I thought about it for a minute. “You know, I can’t even remember. But I suspect her warm and obliging personality has something to do with it.” I turned to Lissa, who’d just finished with packing up a piece of creamware with a spectacularly ugly overglaze painted pattern. “And you, thanks a lot for leaving me to the wolves.”

“There was just one wolf. Is it better to have two of us miserable, instead of one?”

“I could have used a little cover there.”

“Hey, it’s women and children first, as far as I’m concerned. You see those giant front teeth of hers? They’re used to shear the heads off her peons. I’m not getting anywhere within striking range. You guys want to get a drink?”

I checked my watch; it was barely one, but what with conference time—brought on by being closed off from the rest of the world, with no natural light and irregular sleeping and eating—it felt much later. “Little early for me. What about some lunch?”

“We signed up for the boxed lunches. Oh, lord, there’s Bea. And would you look at what she’s wearing? Bless her heart.”

“Oh, there you all are!”

Bea Carter was striding toward us, as if she’d finally caught us doing something illicit. Lissa was right; Bea was clad in complicated swaths of blue and green, over billowing trousers of the same material. Imagine a teal and turquoise tornado with red shoes. A walking hangover.

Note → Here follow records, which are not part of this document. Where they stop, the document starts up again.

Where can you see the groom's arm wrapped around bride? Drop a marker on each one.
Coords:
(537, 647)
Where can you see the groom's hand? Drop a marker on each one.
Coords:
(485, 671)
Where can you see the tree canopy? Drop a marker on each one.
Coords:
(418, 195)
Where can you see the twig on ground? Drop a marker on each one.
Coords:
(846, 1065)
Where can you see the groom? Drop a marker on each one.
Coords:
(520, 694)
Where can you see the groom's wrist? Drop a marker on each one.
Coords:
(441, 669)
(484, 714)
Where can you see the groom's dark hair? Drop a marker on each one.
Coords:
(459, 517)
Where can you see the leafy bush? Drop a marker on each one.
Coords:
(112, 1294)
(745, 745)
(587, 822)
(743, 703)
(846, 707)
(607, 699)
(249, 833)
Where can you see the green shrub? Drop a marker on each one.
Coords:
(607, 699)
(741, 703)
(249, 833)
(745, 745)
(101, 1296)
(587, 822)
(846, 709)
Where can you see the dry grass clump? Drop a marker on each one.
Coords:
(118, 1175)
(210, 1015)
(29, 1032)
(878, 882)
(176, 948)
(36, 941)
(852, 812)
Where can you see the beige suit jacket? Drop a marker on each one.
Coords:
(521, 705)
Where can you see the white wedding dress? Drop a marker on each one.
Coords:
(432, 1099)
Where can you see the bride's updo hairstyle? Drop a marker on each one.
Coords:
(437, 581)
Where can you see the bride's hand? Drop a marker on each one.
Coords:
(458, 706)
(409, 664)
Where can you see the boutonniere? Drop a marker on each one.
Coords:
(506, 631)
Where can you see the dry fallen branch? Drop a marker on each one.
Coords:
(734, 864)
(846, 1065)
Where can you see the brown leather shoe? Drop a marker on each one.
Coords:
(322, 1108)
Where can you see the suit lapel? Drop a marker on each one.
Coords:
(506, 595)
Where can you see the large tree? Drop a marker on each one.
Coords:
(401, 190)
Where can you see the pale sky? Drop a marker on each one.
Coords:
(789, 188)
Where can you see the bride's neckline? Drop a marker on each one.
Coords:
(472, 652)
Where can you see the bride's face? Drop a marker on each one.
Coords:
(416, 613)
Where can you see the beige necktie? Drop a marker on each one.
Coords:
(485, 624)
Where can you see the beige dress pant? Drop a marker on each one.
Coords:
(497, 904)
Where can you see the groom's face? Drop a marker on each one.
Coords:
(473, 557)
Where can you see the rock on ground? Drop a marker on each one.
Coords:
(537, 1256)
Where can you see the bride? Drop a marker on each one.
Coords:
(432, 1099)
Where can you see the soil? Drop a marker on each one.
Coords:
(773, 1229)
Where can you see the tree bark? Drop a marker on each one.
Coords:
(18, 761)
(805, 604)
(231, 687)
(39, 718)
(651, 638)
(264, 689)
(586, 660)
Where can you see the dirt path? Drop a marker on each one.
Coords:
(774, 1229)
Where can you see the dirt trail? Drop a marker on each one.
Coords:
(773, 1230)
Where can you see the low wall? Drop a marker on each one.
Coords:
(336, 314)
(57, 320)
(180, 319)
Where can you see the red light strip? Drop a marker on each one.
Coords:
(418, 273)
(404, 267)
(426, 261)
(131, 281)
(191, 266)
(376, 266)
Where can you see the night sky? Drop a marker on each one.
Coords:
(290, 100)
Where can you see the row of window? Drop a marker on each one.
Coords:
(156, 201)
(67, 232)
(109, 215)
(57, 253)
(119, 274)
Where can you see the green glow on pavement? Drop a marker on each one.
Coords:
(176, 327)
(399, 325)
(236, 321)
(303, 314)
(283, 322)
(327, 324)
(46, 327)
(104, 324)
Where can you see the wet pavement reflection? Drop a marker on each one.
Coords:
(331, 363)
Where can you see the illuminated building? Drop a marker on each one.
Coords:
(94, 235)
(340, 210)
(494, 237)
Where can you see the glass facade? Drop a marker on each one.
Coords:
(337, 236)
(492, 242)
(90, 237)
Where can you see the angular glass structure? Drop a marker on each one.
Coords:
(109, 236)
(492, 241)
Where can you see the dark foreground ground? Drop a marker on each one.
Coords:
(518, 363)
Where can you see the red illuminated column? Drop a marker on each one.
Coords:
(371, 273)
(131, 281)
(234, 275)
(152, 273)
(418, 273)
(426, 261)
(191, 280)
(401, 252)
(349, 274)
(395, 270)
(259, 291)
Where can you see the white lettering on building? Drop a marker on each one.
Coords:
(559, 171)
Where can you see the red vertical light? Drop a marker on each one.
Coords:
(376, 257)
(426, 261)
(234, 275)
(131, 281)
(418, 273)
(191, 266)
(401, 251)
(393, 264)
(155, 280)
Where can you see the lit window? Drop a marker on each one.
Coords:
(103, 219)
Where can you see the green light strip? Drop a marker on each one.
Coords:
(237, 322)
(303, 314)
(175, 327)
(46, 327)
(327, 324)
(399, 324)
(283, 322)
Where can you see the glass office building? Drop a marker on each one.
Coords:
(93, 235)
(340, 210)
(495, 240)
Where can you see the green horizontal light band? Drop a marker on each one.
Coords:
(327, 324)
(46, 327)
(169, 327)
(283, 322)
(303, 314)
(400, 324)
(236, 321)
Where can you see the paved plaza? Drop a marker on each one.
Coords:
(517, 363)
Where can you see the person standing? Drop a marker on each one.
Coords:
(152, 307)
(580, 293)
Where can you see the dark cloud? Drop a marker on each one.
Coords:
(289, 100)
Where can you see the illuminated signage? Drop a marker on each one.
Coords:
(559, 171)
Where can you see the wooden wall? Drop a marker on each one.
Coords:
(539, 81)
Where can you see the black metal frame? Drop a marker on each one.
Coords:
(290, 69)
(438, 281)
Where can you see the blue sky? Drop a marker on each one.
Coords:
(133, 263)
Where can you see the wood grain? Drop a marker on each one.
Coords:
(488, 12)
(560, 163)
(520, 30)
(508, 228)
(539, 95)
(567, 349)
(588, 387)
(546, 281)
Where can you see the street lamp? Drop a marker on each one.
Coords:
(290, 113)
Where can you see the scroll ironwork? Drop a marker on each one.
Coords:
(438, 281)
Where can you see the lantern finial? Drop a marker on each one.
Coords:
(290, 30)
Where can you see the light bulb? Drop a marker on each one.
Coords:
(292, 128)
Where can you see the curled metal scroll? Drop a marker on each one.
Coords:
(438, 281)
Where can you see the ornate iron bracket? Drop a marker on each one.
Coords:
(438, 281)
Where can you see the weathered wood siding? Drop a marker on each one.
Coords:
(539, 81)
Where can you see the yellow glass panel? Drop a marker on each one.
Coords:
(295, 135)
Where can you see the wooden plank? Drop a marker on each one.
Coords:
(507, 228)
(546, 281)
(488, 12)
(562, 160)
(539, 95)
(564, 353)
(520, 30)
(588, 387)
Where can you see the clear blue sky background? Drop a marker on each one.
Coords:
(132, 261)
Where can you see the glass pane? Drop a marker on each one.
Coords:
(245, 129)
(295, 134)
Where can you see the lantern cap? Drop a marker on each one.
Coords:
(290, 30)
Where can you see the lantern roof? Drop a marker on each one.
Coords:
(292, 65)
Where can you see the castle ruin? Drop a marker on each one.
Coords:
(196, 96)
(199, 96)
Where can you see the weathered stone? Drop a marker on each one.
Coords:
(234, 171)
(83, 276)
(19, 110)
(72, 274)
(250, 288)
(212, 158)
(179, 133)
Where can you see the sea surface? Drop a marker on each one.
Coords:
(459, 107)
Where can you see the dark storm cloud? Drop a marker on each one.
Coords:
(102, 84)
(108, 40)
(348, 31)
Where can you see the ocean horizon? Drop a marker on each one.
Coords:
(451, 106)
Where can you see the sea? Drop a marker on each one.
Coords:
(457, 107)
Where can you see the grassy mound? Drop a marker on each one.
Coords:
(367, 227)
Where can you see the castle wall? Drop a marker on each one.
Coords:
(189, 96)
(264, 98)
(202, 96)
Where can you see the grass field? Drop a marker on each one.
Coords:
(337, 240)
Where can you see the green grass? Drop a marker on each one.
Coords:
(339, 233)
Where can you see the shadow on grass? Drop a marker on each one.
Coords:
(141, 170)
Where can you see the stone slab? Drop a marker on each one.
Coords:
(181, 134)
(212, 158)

She stopped in front of us, panting. “I suppose everything is done, is it?”

“Well, yeah, Bea. The Grope is from twelve to one,” Carla said.

“I would have been here on time, except that someone stole my artifacts!”

She said this with such satisfaction, as if convinced of something she’d been claiming all along, that I did a double take.

“Someone stole your artifacts?” I said. “How could that have happened?”

“It could have been anyone in the hotel. It could have been any of…us.”

“Heck, Bea, who’d want your artifacts?” Lissa said. “Who cares about some early twentieth-century kiln furniture anyway?”

Carla and I scowled at her, but she didn’t back down. “Well? I’m serious. Who’d want broken bits of pottery?”

“You mean besides archaeologists?” Carla said.

“You know what I mean,” Lissa retorted.

“Was anything else stolen?” I asked Bea.

“What do you mean?” She’d danced around to the side, as if my question was an attack.

“I mean, was your room broken into? Or was your luggage ripped off at the airport?”

“No, I mean, not any more than the usual rifling they give your stuff these days. I had them here, with me. I was showing them around last night, Wednesday, after I got in, to other people working on pottery manufactories.” She glared at Lissa. “It was shortly after that.”

“And your room, nothing else was touched,” I said.

“No, Emma, nothing else was touched. In my room, that is. I guess you all haven’t heard about the book room.”

“What about the book room?” Lissa demanded.

“One of the poster exhibits was broken into. A bunch of the stuff was taken, some of it was broken.” She gave me a significant look. “Also last night.”

“Which one was it? Was it only one?”

Again, Bea took the defensive with me. “It was the one on the Florida underwater project.”

“That doesn’t make any sense,” I said, and Lissa nodded. “Why would anyone mess with that? Wasn’t it mostly reproductions? All the stuff that was taken was fake; the only real things—the broken fragments—were left behind.”